|Community-Based Mentoring Program for Autistic Children Improves Experience for Psychology Students
April 20, 2010
by Emily Matras '12
|(l-r) Hannah Lawrence '12, Alexa Burke '12, teacher Carole Martin and Molly Crenshaw '13.
This semester, three Davidson psychology students have been getting hands-on experience working with children with autism through a pilot program run by the Autism Foundation of the Carolinas (AFC).
While Davidson students have worked with children with autism in the past, the new partnership with AFC's inaugural University Autism Outreach Program enables a richer experience. The program pairs local college students with affected Charlotte-area families, providing student volunteers with training and the opportunity to build a sustainable relationship with a particular child.
In addition, the partnership program is one component of a psychology practicum at Davidson supervised by Adjunct Assistant Professor of Psychology Carole Martin. The three Davidson students meet with Martin regularly to talk about their experiences, and Martin helps put them in context. The meetings are important, she said, because "autism is not one thing, it's a whole spectrum of conditions. Just because you spend a lot of time with one child with autism doesn't mean you know autism."
The program was shaped through a meeting of AFC officials and professors from Davidson, Queens University, and UNC Charlotte. The professors brainstormed how the program could benefit participating students, while AFC representatives expressed the interests of partnership families. The collaborative effort proved invaluable.
"Whenever we get together with faculty from other universities, we learn how colleagues are coming up with creative solutions to the same problems we face," said Davidson Professor of Psychology Kristi Multhaup. "During the think-tanks, we asked ourselves, ‘How can the higher education community help?' Working collaboratively to answer this question got us away from thinking about things in only one way."
Charlotte resident Isabel Owen co-founded the AFC three years ago to provide programs and services that improve the "here and now" quality of life for families affected by autism. She has served as a go-between for students and families involved in the program, and has been very pleased with the Davidson student participants. "It's been my observation that Davidson students are self-motivated, self-directed, extremely compassionate, and seem to find 8 to 10 hours a week to devote to this program," Owen said. "These students have full course loads, and some are even athletes. I personally can't figure out how they make it work, but they do."
Children with autism face challenges in the areas of social interaction and communication, so college student volunteers often use behavioral, occupational, and speech therapies in myriad creative ways.
"In a typical session at my buddy Ana's house, I pretty much just hang out," said Alexa Burke '12. "We'll read books, swing or take a walk outside, do a craft or practice the piano. Her parents wanted me to help her work on talking more and having conversations, which is great because I get to ask her questions, find out what interests her and get to know more about her."
Working with the children does present challenges.

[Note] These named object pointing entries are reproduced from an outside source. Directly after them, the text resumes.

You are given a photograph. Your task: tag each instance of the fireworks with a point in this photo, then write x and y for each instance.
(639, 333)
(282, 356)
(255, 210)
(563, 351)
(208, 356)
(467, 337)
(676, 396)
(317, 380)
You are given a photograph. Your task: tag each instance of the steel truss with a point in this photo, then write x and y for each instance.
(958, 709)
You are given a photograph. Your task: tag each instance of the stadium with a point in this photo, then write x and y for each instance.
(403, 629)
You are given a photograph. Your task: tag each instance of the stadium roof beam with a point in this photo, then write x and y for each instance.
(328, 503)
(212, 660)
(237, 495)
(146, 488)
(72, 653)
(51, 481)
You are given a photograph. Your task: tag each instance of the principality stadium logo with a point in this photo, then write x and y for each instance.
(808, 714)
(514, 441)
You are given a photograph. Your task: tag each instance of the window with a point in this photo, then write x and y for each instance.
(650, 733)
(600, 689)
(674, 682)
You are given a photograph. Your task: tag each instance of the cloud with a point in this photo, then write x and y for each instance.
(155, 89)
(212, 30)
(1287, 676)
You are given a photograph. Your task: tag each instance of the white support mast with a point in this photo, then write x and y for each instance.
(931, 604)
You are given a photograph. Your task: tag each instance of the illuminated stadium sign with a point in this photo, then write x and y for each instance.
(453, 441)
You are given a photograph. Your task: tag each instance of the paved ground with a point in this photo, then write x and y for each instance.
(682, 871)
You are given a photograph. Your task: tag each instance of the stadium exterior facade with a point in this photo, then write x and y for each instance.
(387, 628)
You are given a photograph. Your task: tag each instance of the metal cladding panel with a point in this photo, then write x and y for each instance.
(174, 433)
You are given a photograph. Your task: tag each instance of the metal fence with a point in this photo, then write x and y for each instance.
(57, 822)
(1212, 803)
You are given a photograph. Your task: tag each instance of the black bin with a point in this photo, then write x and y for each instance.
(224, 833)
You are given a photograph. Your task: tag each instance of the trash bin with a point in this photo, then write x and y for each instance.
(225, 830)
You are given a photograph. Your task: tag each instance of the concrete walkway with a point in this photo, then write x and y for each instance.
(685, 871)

Maddrey Professor of Psychology Ruth Ault said volunteers must be extremely patient with their young partners. "The rate of progress is just so different, and there's an absolute necessity for consistency," Ault said. "If you're inconsistent the children get confused."
Molly Crenshaw '13, who works with 10-year-old Zach, has encountered these challenges. "It's really tough to know how hard to push him," she said. "I know he's a smart boy, but sometimes things are a lot more difficult for him than I would imagine. When we were working on Valentine's Day cards, it was tough for him to understand that his name always went under the ‘from' spot, but someone else's name always went under the ‘to' spot. I want to push him, but I also don't want him to get frustrated."
The pilot program has been so successful that it will become a permanent feature of the AFC's family support services. "We will work on assessing and enhancing the program this summer, and we'll roll it back out again in the fall," said AFC founder Owen. This is good news for Davidson students, whose work through the AFC has provided invaluable training they might not have received by pursuing a partnership with an area family on their own.
"Training is definitely a big plus for students working through the foundation," said Ault. "In the past, students would contact individual families. Their lives were often so chaotic that the students might not get training before starting work, or might be unsupervised. Now, the students go through the training with each other under supervision, and are able to learn from each other."
While the cognitive and behavioral therapies for the children are vital to developing their life skills, that's not what's most important, said Owen. "Most of all, these kids get a buddy. That relationship means more to the parents than any other therapy."
The buddy benefit has definitely not been one-sided. "I didn't know whether or not I was interested in abnormal psychology, but working with Zach has been a blast," said Crenshaw. "I think I'm developing a passion for this."
Davidson is a highly selective independent liberal arts college for 1,800 students located 20 minutes north of Charlotte in Davidson, N.C. Since its establishment in 1837 by Presbyterians, the college has graduated 23 Rhodes Scholars and is consistently regarded as one of the top liberal arts colleges in the country. Through The Davidson Trust, the college became the first liberal arts institution in the nation to replace loans with grants in all financial aid packages, giving all students the opportunity to graduate debt-free. Davidson competes in NCAA athletics at the Division I level, and a longstanding Honor Code is central to student life at the college.